J’ai beaucoup hésité avant de rédiger ce billet qui n’entre pas réellement dans la ligne de ce que j’écris habituellement.  Il s’agit là d’un triple CD de comptines et chansons de notre enfance. J’entends déjà les réactions : « Mais des CDs de ce genre-là, on en a ! Merci, hein, mais on préfère s’abstenir : c’est déjà pénible de devoir les écouter à l’envi de l’escroc avoisinant le mètre et résidant à la maison ! « .  Certes, vous avez raison ce sont des titres que vous connaissez tous et toutes. À la différence près que les titres sont en partie interprétés par des enfants, que l’accompagnement musical a été revisité,  que le rythme n’est ni insipide, ni « gnan-gnan ».

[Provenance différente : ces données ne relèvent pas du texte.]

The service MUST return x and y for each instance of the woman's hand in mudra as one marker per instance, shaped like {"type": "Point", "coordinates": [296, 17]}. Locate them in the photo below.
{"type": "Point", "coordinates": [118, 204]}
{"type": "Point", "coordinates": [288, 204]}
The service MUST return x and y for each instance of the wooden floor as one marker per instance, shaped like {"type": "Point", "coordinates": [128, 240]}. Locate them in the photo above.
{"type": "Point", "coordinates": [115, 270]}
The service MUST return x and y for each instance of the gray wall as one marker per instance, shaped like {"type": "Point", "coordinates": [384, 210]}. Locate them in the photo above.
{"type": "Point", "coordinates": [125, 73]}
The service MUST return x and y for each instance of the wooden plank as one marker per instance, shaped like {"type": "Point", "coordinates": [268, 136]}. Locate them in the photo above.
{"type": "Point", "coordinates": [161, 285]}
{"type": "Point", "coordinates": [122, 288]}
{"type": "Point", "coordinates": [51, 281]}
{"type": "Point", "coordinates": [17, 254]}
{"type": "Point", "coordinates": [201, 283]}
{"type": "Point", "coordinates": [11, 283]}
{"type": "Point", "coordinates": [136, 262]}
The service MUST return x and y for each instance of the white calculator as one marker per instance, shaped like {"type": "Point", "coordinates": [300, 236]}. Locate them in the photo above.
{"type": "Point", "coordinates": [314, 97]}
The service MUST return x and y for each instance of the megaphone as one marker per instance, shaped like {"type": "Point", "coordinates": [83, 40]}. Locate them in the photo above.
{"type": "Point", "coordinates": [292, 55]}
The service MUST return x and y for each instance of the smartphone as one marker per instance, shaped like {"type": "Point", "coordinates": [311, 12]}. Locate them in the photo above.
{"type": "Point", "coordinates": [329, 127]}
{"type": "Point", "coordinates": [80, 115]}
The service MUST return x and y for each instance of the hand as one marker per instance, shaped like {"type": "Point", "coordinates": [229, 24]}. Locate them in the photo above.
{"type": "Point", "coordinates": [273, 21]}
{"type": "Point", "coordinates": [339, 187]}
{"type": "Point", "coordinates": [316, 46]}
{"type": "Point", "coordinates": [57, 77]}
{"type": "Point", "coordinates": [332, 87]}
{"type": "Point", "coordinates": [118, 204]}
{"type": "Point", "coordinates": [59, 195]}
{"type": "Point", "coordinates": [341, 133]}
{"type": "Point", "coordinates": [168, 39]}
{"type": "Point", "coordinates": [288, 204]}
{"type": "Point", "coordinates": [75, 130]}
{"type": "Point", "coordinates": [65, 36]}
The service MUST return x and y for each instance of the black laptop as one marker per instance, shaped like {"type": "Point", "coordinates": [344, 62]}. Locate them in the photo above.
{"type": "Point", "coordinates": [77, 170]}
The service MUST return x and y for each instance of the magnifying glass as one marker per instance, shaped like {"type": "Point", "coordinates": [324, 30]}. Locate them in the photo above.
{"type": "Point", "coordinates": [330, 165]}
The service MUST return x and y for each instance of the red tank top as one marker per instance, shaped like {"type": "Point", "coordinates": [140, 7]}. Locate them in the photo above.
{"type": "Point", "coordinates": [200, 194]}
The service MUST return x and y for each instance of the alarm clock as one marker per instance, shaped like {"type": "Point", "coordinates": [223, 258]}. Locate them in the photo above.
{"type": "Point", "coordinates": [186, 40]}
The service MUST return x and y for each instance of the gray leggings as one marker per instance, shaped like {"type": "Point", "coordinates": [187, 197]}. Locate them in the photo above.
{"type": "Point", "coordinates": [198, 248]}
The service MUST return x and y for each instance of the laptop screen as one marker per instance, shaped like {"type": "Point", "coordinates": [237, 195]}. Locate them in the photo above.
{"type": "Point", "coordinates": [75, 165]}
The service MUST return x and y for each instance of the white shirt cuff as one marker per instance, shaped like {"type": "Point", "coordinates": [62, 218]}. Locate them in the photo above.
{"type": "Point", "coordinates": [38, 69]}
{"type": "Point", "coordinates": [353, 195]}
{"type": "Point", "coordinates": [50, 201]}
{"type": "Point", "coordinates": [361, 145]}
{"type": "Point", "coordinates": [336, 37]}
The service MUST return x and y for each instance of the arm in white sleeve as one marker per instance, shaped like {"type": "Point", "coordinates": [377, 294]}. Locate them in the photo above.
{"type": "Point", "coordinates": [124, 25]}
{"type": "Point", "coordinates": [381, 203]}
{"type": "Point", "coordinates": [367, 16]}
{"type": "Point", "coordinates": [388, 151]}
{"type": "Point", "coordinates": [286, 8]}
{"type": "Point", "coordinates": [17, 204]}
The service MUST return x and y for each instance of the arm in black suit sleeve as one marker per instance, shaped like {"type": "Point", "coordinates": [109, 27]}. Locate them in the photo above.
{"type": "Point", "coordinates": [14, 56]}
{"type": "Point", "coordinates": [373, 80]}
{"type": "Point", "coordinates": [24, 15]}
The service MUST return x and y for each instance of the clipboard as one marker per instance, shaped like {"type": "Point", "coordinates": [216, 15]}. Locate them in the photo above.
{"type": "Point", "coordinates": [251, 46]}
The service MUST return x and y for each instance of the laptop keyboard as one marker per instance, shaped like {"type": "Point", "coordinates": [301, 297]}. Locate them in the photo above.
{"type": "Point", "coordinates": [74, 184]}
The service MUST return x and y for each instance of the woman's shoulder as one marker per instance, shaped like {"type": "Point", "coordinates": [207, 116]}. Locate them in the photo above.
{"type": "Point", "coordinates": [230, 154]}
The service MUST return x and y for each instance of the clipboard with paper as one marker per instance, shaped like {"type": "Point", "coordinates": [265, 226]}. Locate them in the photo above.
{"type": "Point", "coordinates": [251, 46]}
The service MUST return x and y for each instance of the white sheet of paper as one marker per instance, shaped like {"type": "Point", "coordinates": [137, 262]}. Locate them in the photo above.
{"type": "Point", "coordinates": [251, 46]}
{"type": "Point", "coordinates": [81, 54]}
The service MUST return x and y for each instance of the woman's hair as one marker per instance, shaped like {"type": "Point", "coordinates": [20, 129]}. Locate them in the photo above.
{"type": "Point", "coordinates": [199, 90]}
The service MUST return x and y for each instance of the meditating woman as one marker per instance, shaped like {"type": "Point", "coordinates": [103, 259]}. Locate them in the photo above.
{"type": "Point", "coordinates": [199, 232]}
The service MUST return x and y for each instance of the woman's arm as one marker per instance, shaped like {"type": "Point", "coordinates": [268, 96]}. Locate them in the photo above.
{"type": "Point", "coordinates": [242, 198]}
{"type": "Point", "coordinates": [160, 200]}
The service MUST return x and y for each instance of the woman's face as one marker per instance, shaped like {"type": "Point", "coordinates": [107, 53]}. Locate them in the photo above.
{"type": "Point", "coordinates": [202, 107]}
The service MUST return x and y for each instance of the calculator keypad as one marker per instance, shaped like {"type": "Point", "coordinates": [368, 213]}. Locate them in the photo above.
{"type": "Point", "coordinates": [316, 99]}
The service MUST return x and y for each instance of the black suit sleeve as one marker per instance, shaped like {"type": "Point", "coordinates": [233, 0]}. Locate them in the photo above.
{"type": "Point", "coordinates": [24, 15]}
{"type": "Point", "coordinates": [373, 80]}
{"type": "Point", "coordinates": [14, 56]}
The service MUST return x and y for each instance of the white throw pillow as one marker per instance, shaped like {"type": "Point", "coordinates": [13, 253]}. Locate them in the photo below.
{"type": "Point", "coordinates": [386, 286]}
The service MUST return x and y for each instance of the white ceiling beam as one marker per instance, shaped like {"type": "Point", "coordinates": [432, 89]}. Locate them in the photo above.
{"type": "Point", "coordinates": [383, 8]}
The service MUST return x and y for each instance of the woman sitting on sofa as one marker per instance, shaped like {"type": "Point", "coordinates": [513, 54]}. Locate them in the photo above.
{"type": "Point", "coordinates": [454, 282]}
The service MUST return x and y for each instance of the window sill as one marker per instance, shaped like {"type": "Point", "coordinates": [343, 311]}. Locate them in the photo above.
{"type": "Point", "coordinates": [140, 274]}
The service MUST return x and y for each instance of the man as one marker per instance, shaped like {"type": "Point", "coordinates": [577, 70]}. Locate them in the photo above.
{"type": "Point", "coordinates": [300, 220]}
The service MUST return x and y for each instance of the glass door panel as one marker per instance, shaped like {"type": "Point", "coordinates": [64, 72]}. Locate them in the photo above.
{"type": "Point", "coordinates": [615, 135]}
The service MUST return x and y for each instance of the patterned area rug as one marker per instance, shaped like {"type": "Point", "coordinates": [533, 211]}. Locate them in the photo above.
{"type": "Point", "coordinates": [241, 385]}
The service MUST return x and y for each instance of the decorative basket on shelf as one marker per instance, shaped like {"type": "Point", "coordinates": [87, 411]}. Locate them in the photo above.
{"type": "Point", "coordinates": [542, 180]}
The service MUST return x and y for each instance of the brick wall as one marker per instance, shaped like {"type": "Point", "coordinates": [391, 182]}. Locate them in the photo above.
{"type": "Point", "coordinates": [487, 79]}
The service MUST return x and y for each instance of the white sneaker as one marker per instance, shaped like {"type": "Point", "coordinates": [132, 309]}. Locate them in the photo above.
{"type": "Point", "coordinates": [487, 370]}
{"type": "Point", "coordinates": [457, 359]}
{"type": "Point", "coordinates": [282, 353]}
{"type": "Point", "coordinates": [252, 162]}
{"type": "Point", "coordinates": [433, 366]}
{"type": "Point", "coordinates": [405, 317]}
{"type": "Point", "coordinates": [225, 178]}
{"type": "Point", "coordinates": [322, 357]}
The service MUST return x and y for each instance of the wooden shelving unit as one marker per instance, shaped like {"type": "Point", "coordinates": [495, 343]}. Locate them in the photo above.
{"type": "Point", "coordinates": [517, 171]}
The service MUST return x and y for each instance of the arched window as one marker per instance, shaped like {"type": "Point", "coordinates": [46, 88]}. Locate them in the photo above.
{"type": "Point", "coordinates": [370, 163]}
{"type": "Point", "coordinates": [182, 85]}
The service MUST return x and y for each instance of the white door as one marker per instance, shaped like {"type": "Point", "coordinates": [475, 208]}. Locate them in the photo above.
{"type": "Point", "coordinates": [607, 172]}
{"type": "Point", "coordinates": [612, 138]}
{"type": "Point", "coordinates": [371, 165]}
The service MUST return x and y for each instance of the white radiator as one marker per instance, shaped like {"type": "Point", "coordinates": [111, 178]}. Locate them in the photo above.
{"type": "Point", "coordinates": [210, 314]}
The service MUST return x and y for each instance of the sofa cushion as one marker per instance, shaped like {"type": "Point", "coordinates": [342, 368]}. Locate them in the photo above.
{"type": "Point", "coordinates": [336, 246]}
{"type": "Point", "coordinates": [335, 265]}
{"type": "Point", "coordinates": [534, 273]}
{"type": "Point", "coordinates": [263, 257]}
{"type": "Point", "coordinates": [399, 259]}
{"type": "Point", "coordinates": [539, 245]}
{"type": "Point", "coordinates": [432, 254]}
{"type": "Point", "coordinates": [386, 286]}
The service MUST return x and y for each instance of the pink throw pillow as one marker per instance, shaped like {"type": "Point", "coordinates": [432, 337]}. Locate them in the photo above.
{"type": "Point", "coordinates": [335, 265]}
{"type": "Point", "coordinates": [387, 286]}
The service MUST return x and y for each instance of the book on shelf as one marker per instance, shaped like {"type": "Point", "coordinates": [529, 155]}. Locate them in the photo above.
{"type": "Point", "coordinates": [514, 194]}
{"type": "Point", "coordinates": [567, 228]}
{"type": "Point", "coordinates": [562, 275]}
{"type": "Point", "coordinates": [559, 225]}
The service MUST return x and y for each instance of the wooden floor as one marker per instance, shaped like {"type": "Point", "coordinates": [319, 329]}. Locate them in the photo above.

S’agissant d’une charade, je dirais que mon premier CD est composé de 50 chansons, mon second comporte 75 comptines, mon troisième est une initiation ludique à la musique et mon tout est réuni dans un livre relié précisant, pour les comptines, les gestes à effectuer.

Le rythme de certaines chansons est assez soutenu, s’il peut être écouté par les tout-petits, c’est à partir de deux ans qu’il sera le plus apprécié.

Chansons et Comptines de notre enfance
Mathieu Lenestour
Edition Naïve *

L’ensemble est sorti en 2006, s’il est toujours possible de se le procurer en format électronique, il est encore disponible dans son enveloppe traditionnelle chez quelques webmarchands.